The Hanging Oblique Knee Raise is a fantastic exercise that targets and strengthens the obliques, also known as the side muscles of the abdomen. This exercise primarily focuses on the rectus abdominis, but it also engages the lower back, hip flexors, and stabilizing muscles of the core. To perform the Hanging Oblique Knee Raise, you will need a pull-up bar or any stable overhead structure that you can hang from. Start by hanging from the bar using an overhand grip, with your arms about shoulder-width apart. Engage your core muscles by imagining pulling your belly button towards your spine. From this starting position, begin by lifting your knees towards your chest while simultaneously tilting your pelvis upward. As you raise your knees, twist your torso to one side, trying to bring your knees towards your opposite shoulder. This twisting motion engages the obliques and increases the challenge for your core muscles. Focus on controlling the movement and using your abdominal muscles to lift your knees instead of relying on momentum. Maintain a slow and controlled pace throughout the exercise, aiming for maximum muscle engagement. Remember to breathe consistently throughout the movement, exhaling as you lift your knees and inhaling as you lower them back to the starting position. Incorporating the Hanging Oblique Knee Raise into your workout routine can contribute to building a strong and defined midsection.
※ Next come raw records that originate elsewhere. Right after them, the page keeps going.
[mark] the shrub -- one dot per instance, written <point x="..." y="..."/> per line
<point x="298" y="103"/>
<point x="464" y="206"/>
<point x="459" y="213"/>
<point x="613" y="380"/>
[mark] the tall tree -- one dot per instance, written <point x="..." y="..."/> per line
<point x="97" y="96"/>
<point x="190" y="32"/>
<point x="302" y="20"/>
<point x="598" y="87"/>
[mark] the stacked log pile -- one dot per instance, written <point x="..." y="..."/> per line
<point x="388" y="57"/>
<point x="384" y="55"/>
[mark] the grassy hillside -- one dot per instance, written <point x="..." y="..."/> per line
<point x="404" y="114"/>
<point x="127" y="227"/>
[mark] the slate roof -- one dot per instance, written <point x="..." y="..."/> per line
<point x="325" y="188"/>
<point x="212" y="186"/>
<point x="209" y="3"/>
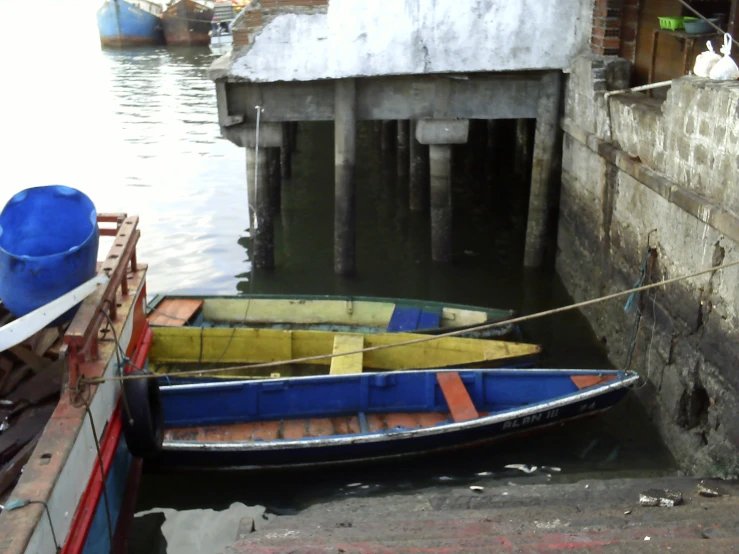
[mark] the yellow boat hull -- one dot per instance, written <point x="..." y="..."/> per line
<point x="176" y="348"/>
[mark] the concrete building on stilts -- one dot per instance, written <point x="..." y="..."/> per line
<point x="429" y="66"/>
<point x="646" y="181"/>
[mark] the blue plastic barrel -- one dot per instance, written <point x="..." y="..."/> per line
<point x="48" y="246"/>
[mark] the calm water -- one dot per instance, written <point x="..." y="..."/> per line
<point x="137" y="131"/>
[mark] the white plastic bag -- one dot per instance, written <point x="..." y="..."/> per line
<point x="725" y="69"/>
<point x="705" y="61"/>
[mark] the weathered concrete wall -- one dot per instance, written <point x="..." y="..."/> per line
<point x="305" y="40"/>
<point x="663" y="175"/>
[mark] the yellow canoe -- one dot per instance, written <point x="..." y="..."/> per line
<point x="176" y="349"/>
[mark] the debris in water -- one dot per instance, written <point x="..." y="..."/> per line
<point x="656" y="497"/>
<point x="522" y="467"/>
<point x="705" y="491"/>
<point x="590" y="446"/>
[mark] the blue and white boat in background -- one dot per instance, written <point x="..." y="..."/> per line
<point x="124" y="23"/>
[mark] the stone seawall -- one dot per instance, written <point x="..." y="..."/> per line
<point x="652" y="190"/>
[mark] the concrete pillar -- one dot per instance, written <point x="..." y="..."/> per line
<point x="286" y="151"/>
<point x="275" y="179"/>
<point x="541" y="174"/>
<point x="492" y="137"/>
<point x="251" y="190"/>
<point x="294" y="137"/>
<point x="440" y="171"/>
<point x="263" y="249"/>
<point x="387" y="135"/>
<point x="440" y="135"/>
<point x="418" y="183"/>
<point x="403" y="147"/>
<point x="345" y="141"/>
<point x="522" y="155"/>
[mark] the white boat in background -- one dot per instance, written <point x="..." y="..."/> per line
<point x="225" y="14"/>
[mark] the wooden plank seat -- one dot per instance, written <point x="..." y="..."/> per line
<point x="456" y="395"/>
<point x="175" y="312"/>
<point x="351" y="363"/>
<point x="585" y="381"/>
<point x="304" y="428"/>
<point x="409" y="318"/>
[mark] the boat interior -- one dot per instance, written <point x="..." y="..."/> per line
<point x="318" y="407"/>
<point x="333" y="313"/>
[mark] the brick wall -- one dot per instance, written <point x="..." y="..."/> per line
<point x="615" y="27"/>
<point x="629" y="29"/>
<point x="605" y="39"/>
<point x="666" y="175"/>
<point x="260" y="12"/>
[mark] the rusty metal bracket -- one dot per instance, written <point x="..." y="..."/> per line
<point x="81" y="338"/>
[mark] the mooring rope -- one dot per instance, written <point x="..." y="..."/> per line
<point x="96" y="380"/>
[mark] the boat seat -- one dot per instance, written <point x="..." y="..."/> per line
<point x="352" y="363"/>
<point x="408" y="318"/>
<point x="456" y="396"/>
<point x="175" y="312"/>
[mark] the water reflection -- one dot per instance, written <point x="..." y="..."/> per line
<point x="137" y="131"/>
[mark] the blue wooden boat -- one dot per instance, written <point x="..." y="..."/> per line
<point x="124" y="23"/>
<point x="359" y="417"/>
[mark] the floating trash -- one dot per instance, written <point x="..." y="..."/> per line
<point x="703" y="490"/>
<point x="522" y="467"/>
<point x="665" y="498"/>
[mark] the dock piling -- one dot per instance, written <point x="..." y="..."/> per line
<point x="275" y="179"/>
<point x="403" y="147"/>
<point x="542" y="163"/>
<point x="419" y="165"/>
<point x="440" y="170"/>
<point x="522" y="156"/>
<point x="286" y="151"/>
<point x="262" y="224"/>
<point x="440" y="134"/>
<point x="345" y="138"/>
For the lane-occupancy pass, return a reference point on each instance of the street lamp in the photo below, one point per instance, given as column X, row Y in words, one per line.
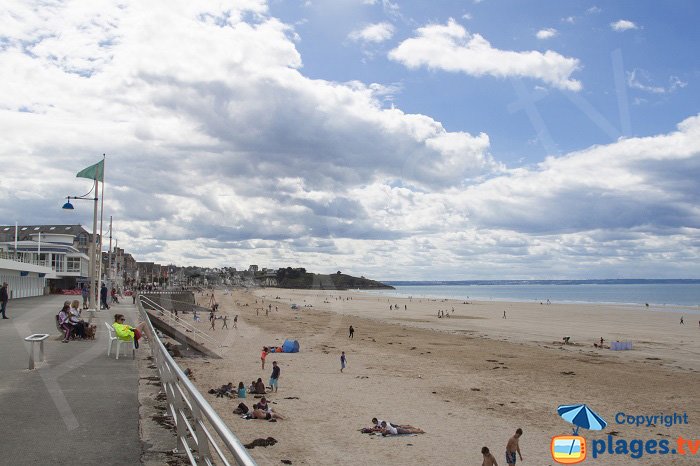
column 94, row 281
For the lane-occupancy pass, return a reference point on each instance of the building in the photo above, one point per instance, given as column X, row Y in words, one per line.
column 24, row 279
column 68, row 267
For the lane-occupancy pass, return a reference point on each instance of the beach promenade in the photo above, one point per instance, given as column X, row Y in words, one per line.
column 77, row 407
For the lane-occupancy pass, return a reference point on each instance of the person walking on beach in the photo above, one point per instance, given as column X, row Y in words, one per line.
column 103, row 297
column 489, row 460
column 84, row 292
column 513, row 447
column 263, row 355
column 274, row 377
column 4, row 298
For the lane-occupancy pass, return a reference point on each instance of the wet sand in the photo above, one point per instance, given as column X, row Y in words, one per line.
column 469, row 380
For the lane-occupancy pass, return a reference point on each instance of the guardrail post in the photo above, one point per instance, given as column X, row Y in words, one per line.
column 202, row 440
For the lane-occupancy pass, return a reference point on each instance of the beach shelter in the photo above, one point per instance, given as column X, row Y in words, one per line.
column 290, row 346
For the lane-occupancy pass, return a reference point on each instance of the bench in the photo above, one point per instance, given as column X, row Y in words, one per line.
column 112, row 336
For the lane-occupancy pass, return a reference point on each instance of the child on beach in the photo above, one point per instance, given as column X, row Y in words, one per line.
column 489, row 459
column 263, row 355
column 513, row 447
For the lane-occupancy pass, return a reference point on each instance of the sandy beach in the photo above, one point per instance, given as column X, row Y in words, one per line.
column 468, row 380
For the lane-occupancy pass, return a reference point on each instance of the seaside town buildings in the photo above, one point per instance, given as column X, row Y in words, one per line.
column 41, row 259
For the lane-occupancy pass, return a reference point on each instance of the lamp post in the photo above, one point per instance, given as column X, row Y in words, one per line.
column 94, row 280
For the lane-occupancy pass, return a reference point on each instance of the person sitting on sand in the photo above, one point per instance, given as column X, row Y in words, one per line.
column 388, row 429
column 267, row 415
column 262, row 404
column 489, row 459
column 376, row 424
column 513, row 447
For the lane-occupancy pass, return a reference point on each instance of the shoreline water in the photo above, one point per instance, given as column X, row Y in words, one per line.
column 657, row 294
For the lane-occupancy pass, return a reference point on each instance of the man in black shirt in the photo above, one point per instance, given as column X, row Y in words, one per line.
column 275, row 376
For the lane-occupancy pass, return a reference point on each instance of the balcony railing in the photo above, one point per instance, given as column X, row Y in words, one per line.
column 24, row 258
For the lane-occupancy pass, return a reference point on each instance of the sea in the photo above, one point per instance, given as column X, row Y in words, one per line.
column 633, row 292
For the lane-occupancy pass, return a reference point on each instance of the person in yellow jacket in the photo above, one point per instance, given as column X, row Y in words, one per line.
column 126, row 332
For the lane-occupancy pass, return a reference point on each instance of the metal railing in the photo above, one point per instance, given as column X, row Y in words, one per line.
column 201, row 434
column 174, row 321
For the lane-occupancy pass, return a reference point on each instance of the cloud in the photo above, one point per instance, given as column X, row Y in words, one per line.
column 231, row 155
column 451, row 48
column 374, row 33
column 546, row 33
column 640, row 80
column 623, row 25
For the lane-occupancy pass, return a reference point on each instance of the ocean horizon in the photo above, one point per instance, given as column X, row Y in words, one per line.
column 655, row 292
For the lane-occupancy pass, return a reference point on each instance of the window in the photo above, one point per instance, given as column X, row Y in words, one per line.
column 73, row 264
column 57, row 262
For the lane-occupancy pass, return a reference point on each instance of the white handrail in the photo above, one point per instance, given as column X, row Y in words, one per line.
column 173, row 320
column 185, row 402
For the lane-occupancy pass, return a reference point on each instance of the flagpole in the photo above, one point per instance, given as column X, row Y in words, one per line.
column 94, row 291
column 102, row 204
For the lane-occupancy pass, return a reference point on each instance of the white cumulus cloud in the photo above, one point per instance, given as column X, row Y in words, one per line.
column 623, row 25
column 450, row 47
column 375, row 33
column 547, row 33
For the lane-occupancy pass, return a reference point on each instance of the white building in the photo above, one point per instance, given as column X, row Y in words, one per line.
column 24, row 279
column 61, row 263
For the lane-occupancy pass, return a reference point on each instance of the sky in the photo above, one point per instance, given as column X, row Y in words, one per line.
column 426, row 140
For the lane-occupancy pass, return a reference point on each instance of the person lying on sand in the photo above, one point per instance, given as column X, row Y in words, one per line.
column 388, row 429
column 262, row 404
column 267, row 415
column 489, row 459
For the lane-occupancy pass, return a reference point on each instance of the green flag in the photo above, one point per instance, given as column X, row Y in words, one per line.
column 93, row 172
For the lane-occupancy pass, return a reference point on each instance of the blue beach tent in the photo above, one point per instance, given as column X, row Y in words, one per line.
column 290, row 346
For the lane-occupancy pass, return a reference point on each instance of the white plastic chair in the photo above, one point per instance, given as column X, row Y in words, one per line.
column 112, row 337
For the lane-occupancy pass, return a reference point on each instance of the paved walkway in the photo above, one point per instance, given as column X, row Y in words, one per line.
column 78, row 407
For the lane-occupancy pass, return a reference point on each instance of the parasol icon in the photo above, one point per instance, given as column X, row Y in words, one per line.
column 581, row 415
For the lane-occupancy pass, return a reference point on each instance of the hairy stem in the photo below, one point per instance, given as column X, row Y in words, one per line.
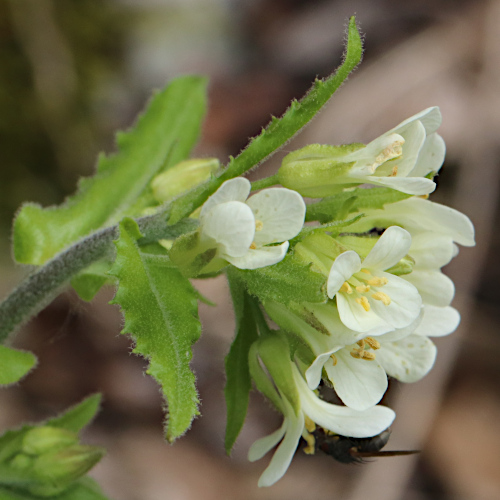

Combine it with other core exercises and a well-balanced training program for optimal results. As always, listen to your body, progress at your own pace, and enjoy the journey towards a stronger core!

Instructions

  • Start by hanging from a pull-up bar with your arms fully extended.
  • Bend your knees slightly and lift your feet off the ground.
  • Engage your core muscles by pulling your belly button in towards your spine.
  • Slowly raise your knees up towards your right side, aiming to bring them as close to your right elbow as possible.
  • Pause for a moment at the top of the movement, focusing on contracting your oblique muscles.
  • Lower your knees back down to the starting position.
  • Repeat the movement, this time raising your knees up towards your left side.
  • Continue alternating sides for the desired number of repetitions.
  • Remember to breathe evenly throughout the exercise.
  • Keep your movements controlled and avoid swinging or using momentum.
  • To increase the difficulty, you can perform the exercise with straight legs instead of bent knees.
  • If you're new to this exercise, start with a lower number of reps and gradually increase as you get stronger.
  • Always consult with a healthcare professional before starting a new exercise program.

Tips & Tricks

  • Engage your core muscles throughout the exercise to maximize its effectiveness.
  • Focus on pulling your knees up towards your chest using your oblique muscles.
  • Keep your shoulders relaxed and down throughout the movement to avoid straining your neck and upper back.
  • Control the lowering phase of the exercise to maintain tension in your oblique muscles.
  • Avoid swinging or using momentum to lift your knees, as this can reduce the targeting of your obliques.
  • Breathe continuously during the exercise, exhaling as you lift your knees and inhaling as you lower them.
  • If you find it too challenging to lift both knees at the same time, start by lifting one knee at a time and gradually progress.
  • Ensure proper grip on the hanging bar, with hands slightly wider than shoulder-width apart.
  • If you experience discomfort in your shoulders or wrists, consider using wrist wraps or grip assistance.
  • Always warm up before attempting hanging oblique knee raises to prepare your muscles and joints.